Asked what they consider the stiffest obstacle in their plans for Gila Bend, Buss and Fitzer answer in unison: "Transmission." Electricity travels from generation source to consumer along lines strung across 150-foot towers that buzz day and night with their 500-kilovolt load; building them provokes thorny political and environmental conflicts, as well as questions about who benefits and who pays. Southern California Edison, for example, once planned to add a second line to existing transmission that connects a substation in western Arizona to one near Palm Springs, Calif. But in 2007, the Arizona Corporation Commission dismissed the plan as a "230-mile extension cord into Arizona" that would come at great expense to Arizona's economy and quality of life. (A 24-mile segment of the line would have crossed through a long-established refuge for bighorn sheep.) In 2011, the California utility began constructing a truncated segment of the line that ends near the Arizona border.

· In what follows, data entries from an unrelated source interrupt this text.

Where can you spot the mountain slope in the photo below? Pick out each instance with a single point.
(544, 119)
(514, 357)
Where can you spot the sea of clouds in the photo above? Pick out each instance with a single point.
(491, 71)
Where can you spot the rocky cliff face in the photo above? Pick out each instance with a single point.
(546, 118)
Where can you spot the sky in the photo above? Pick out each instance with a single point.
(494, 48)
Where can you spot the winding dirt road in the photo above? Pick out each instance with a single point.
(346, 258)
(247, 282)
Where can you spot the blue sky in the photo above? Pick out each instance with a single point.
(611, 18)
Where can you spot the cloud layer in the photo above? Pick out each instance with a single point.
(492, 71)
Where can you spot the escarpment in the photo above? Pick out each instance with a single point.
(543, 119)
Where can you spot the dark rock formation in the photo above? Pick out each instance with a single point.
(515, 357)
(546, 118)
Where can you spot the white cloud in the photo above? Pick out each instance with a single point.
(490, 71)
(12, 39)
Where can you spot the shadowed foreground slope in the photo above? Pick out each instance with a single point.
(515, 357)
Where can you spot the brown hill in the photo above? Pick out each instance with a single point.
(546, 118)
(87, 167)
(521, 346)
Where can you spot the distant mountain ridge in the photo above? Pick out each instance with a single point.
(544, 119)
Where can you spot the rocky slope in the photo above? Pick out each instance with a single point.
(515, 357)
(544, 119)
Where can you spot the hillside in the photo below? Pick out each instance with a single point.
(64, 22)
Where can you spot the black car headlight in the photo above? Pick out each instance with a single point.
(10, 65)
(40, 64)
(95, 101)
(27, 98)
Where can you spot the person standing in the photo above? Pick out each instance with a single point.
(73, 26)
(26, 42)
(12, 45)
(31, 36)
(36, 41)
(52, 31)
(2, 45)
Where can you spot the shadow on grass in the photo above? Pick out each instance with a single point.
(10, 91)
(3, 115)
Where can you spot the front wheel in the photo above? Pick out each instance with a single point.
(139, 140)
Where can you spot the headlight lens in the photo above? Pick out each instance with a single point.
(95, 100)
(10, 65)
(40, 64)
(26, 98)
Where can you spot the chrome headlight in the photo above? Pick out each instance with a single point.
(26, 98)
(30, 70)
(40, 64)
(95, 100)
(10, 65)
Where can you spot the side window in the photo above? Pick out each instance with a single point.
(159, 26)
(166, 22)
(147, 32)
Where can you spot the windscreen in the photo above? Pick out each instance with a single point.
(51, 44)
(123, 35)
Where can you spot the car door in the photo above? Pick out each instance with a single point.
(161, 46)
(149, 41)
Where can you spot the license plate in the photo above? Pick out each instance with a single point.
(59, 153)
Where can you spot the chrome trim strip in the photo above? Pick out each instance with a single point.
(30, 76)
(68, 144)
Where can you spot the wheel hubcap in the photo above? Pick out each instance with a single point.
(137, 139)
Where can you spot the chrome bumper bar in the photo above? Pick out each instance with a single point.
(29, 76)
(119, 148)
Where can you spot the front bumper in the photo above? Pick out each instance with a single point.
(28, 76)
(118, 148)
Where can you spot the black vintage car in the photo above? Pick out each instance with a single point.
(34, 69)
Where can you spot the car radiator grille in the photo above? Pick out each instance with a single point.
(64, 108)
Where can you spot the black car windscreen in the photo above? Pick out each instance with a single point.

It's also possible that the solar boom, such as it is, has peaked, and that any project that hasn't already attracted outside investors has little hope of getting off the ground in the next few years. LS Power's John King admits that his company is struggling to find customers to plug into a second Arlington Valley plant he'd hoped to have in construction by now. Solar Millennium, once a major player in the solar industry, returned a $2.1 billion loan guarantee to the Energy Department last September, and in February filed for bankruptcy in German court. Most of the firm's projects-in-process have been sold to other developers.

Industrial solar firms are also suffering from cuts to federal support programs. Four of Arizona's large solar fields, including Solana, have been backed by a special Energy Department guaranteed loan program called Section 1705, after its location in the 2005 Energy Act. The 1705 program used stimulus funds to pay the million-plus dollar administrative costs associated with billion-dollar loans, a perk that mattered greatly to smallish developers taking risks on big solar farms. The Obama administration wanted to continue the program past its Sept. 30, 2011, end date with a $200 million boost. But then came Solyndra -- the high-tech photovoltaic company that declared bankruptcy last August, with a $500 million Section 1705 loan on the line. It was a failure so ill-timed that a conspiracy theorist might venture that it was a setup.

Another program that turned tax credits into up-front grants, crucial to startup companies that may not turn an immediate profit, expired in early February. There is little hope of renewing it in the current Congress.

None of this makes Rick Buss happy, especially not his own state's reluctance to expand the domestic renewable energy market. "It is what it is," he tells me. But he also believes there's a way around it.  "What we're telling people to do is to look beyond the standard," he says. "If you're a fossil fuel energy company, are you an oil company, a gas company or an energy company? Do you blend renewable energy into your portfolio or do you rely on oil and gas, which you know is not going to last forever?

"Energy is energy," Buss says. "And in Arizona we have the ability to provide energy. It's that simple."

Two solar plants, Paloma and Cotton Center, came online in Gila Bend in December and January. "We're providing about 34 megs of power to the grid, and have for three or four of months," Buss says. So far, all of it goes to APS, but on Feb. 7, Buss met with several utilities, Energy Department officials and energy companies to launch the Gila Bend Transmission Initiative, a consortium he hopes will expedite the power lines southwestern Arizona so desperately needs to market its energy.

"We have four conceptual lines that we've come up with. We're doing a corridor study to determine which routes have the least environmental impact." Buss and his allies would like to reduce the time it takes to build new transmission. "We're trying to get it down to three to five years," he says. "Right now, it takes 10."

And five years is not that long if you believe, like Buss does, that the photon society is inevitable. "Eric and I are not sitting here saying that Arizona should be entirely solar powered," he says. "We realize that we're a society powered by coal and gas and nuclear. And solar is not like this magic pill that will solve all of our problems.

"But we also think there's an optimal blend of solar into our energy mix," he says. "When we figure out what it is, it will revive this region."